A man condemned to death for the brutal gangrape of a seven-year-old girl in Madhya Pradesh has turned the spotlight on a question that has haunted trial judges — do they really know the person they send to the gallows?

For decades, sentencing hearings have covered only basic details like the convict’s immediate family structure, educational qualifications and work before arrest. No effort was made to consider information pivotal for mitigation like adverse childhood experiences, multigenerational history of physical and mental health issues, exposure to traumatic events and other familial, social and cultural factors crucial to undertaking an individualised sentencing enquiry.

In the present case of Irfan @ Bhay Mevati, the trial court sentenced him to death just hours after it found him guilty of the gangrape in 2018. It was a case in which death penalty was awarded though the child did not die. The Madhya Pradesh High Court, when the case came up in appeal, reasoned that death penalty was an effective deterrent in view of the alarming rise in sexual abuse of children.

However, an apex court Bench led by Justice U.U. Lalit has taken on record extensive investigation undertaken by C.P. Shruthi, a ‘Mitigation Investigator’ at Project 39A of the National Law University. Ms. Shruthi’s interviews with a range of people from Irfan’s past — from his school teachers, friends and family members — revealed his early exposure to dire poverty, structural exclusion and work in an adult environment at a very young age. Her investigation also brought to light the fact that Irfan had witnessed “multiple traumatic events in the immediate family and the community”.

These details, which were not examined by the trial judge before sentencing Irfan to death for his crime, have led the Supreme Court to consider the role of mitigating investigators, who are professionals qualified in social work, sociology, anthropology, criminology, psychology and other social sciences, in uncovering mitigating circumstances which would help courts determine the punishment. The court has sought the assistance of Attorney General K.K. Venugopal and appointed senior advocate Siddharth Dave and advocate K. Parameshwar as amici in the case.
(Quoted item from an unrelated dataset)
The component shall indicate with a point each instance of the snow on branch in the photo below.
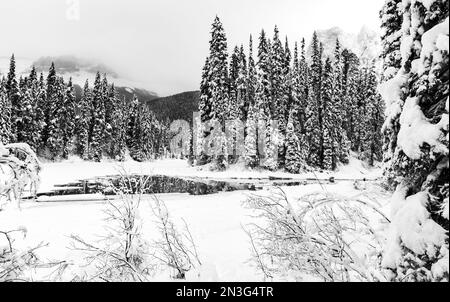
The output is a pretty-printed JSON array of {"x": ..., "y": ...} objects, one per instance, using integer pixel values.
[{"x": 328, "y": 237}]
“Every circumstance which has the potential of being a mitigating circumstance, while considering whether death sentence be imposed or not, must necessarily be considered by the court,” Justice Lalit, heading a three-judge Bench, noted in the order.

Though death is seen as a fit punishment in only the rarest of the rare cases, even in these cases the courts should be well-informed about the person they are considering sending to their deaths.

‘Unhindered access’

Highlighting the vital part a mitigation investigator could play in the cause of fair justice, the Bench observed that if a competent person was given unhindered access to interview an accused facing death penalty, even at the beginning of the trial, a “comprehensive analysis can then be projected at a stage when the matter is considered from the standpoint whether death sentence be imposed or not”.

In fact, Irfan’s lawyer, advocate Irshad Hanif, had approached the Supreme Court after the Central Jail authorities in Ujjain refused Ms. Shruthi permission to interview Irfan, saying only “legal advisors” were allowed to meet condemned prisoners. The apex court ordered the prison officials to allow her to talk to the condemned man away from their earshot.

“While the State has unhindered access to the accused within their custody, effective and meaningful access for the defence to collect mitigation material by meeting their client is restricted by the State,” advocate Hanif argued.

In a separate note to the Supreme Court, Mr. Hanif wrote that mitigatory factors were not meant to justify the offence. Instead they draw a complete picture of the prisoner, which are not limited to pre-natal details, formative years, developmental history, educational history, occupational history, trauma, access to nutrition, shelter, care, inter-generational history of physical and mental health, etc. It would also encompass the prisoner’s conduct in jail, appreciation of the wrongfulness of his act, cognition, emotional and psychological state.

He referred to the Supreme Court’s judgment in the Bachan Singh case that courts should not only consider the particular crime, but also the circumstances of the criminal.

The court has listed the case on April 22.